Auxiliary police officers issued ISA orders a 'serious, but isolated' case: Shanmugam

Auxiliary police officers issued ISA orders a 'serious, but isolated' case: Shanmugam

Home Affairs and Law Minister K Shanmugam. (File photo: TODAY)

SINGAPORE: The two Singaporean auxiliary police officers issued with orders under the Internal Security Act (ISA) is a serious, but isolated case, said Home Affairs and Law Minister K Shanmugam.

Speaking to reporters on Tuesday (Jun 20), Mr Shanmugam said that public confidence in the police is high, with 90 per cent of Singaporeans having “very high levels of confidence” in the police.

People also do not distinguish between auxiliary police officers and police officers, he said. “When they look at a police officer to deal with a problem, they don’t say, it’s a Malay officer, it’s a Chinese officer, or Indian officer.

"We don’t want our people to think along those lines.”

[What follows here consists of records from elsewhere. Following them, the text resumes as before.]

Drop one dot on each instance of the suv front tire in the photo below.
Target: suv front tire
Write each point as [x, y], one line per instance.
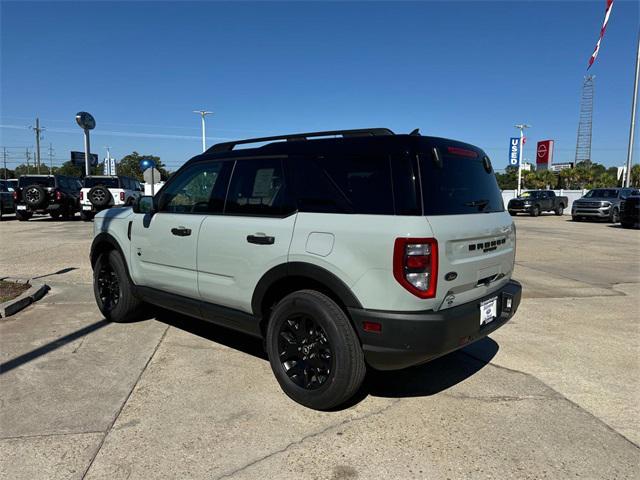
[313, 350]
[113, 290]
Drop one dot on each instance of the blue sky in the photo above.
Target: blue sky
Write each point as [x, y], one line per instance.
[464, 70]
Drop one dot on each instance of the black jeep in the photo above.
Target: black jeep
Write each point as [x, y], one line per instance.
[57, 195]
[630, 211]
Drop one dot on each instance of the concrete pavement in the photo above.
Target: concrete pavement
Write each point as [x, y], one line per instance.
[553, 394]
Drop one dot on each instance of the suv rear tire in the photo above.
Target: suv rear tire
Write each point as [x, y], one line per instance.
[23, 216]
[535, 211]
[615, 215]
[313, 350]
[113, 289]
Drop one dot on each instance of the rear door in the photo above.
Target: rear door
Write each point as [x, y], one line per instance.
[463, 205]
[164, 245]
[252, 236]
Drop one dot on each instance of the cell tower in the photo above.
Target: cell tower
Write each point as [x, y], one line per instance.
[583, 144]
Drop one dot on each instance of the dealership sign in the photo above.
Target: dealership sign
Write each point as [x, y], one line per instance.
[544, 154]
[514, 150]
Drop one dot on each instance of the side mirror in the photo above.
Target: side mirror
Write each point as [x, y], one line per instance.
[144, 204]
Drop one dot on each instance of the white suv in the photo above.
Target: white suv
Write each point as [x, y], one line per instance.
[340, 249]
[101, 191]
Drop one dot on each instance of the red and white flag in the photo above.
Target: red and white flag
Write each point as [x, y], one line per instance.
[607, 13]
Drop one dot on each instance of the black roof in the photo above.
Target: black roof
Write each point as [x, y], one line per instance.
[365, 140]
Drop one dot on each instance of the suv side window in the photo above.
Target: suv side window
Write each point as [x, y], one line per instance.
[257, 187]
[198, 189]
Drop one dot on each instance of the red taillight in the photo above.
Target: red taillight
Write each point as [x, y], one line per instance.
[462, 152]
[415, 265]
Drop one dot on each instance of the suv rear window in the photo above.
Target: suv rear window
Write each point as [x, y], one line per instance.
[42, 181]
[107, 182]
[457, 179]
[602, 193]
[344, 184]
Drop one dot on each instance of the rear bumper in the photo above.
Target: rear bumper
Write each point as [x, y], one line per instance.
[411, 338]
[526, 209]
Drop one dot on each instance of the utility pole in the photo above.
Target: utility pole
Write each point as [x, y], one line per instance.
[37, 130]
[521, 127]
[203, 113]
[627, 179]
[4, 158]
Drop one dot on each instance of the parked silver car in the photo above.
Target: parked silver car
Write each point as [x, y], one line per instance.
[600, 203]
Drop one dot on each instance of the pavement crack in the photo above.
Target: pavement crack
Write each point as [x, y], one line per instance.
[47, 435]
[498, 398]
[115, 418]
[559, 394]
[307, 437]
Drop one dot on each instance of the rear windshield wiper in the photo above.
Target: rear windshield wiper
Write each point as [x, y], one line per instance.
[477, 203]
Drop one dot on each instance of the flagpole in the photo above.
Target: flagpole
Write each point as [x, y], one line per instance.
[521, 127]
[627, 180]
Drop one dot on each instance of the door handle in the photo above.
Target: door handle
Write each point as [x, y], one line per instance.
[260, 239]
[181, 231]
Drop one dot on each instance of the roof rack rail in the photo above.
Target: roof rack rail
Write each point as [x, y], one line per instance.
[363, 132]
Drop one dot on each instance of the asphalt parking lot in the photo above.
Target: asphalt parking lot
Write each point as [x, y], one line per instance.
[553, 394]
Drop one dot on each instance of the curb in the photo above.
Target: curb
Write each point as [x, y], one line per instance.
[36, 292]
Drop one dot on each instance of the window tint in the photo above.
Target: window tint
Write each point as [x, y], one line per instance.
[405, 186]
[257, 188]
[457, 179]
[343, 184]
[107, 182]
[42, 181]
[199, 188]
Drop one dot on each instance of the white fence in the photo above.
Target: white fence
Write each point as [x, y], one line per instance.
[572, 195]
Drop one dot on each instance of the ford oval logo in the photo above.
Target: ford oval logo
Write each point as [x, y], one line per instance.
[451, 276]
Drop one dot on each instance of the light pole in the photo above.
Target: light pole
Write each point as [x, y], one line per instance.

He added: “Incidents like this may cause them to think like that, and may cause employers to start looking at the race or religion of the employees they are seeking to employ.

“Thankfully, our social compact, the way we have worked on inter-religious, inter-racial confidence, the emphasis on being a very strong multiracial society with everyone having very good opportunities – all this will stand us in good stead and face up to this challenge.”

But he also stressed that everyone will have work to do.

The Government, he said, has rolled out measures designed to deal with extremism like the Asatizah Recognition Scheme. More measures will be announced over the next six to nine months, he added, and the Government “will have to push on with that".

The non-Muslim community also has a responsibility to keep this in perspective, added Mr Shanmugam.

“There have been a few arrests, but in the overall scheme of things, it’s isolated, and it is our duty to reach out and make sure the Muslim community continues to feel the bond, and be able to strengthen those bonds.”

The Muslim community, meanwhile, should also reach out and take part in community activities, he said.

“You will always get a small minority, but the way to make sure the mainstream of your society is inoculated against this ... is to make sure that you get the bonds deepened,” said Mr Shanmugam. “That can only happen if you take part in community activities, come together, sit together, eat together, play together and work together.”


The Home Affairs Ministry on Tuesday announced that auxiliary police officer, 24-year-old Muhammad Khairul Mohamed, was detained this month for planning to undertake armed violence in Syria. His colleague, 36-year-old Mohamad Rizal Wahid, was issued with a restriction order for suggesting to Khairul various ways to get to Syria.

Mr Shanmugam said he is “not sure” that any vetting process would have detected any suspicious signs at the time Khairul joined in 2015, noting that there were “no obvious signs”, and it would be “difficult” to have picked it up.

“I think it would be very wrong to suggest that employers start vetting Muslim candidates in a different way,” he said. “That would have a very opposite effect of what you want.”

When asked if incidents like this could raise concerns of Islamophobia in society, Mr Shanmugam made reference to London’s Finsbury Park incident on Monday, where a man drove a van into Muslims leaving a mosque after prayers.

He noted that thankfully, Singapore is “far away from that”, “because of the series of steps we have taken, and the active efforts that we take to build the bonds within the community”.

But he stressed the importance of being watchful that people may start to have these kinds of feelings and thoughts, and that there is a need to deal with it.

“We have to make sure that the non-Muslim community understand that we have to continue as we have in the past, because a very substantial majority of our Muslim community is peace-loving and our brothers and sisters, and it is our duty to make sure our bonds are strong.”


In a statement on Tuesday, the Islamic Religious Council of Singapore (MUIS) stressed that social media is “not the appropriate platform” to receive religious guidance and instruction, “not least in understanding complex political and armed conflicts in the Muslim world”.

MUIS noted that in Khairul’s case, as well as that of Syaikhah Izzah Zahrah Al Ansari – who was detained last week for radicalism – what is “common and disturbing” is that both were self-radicalised through social media.

“Exposure to the propaganda of extremist and radical groups online who exploit these conflicts to radicalise Muslims will misguide them to believe that participation in such conflicts is a religious duty,” it said.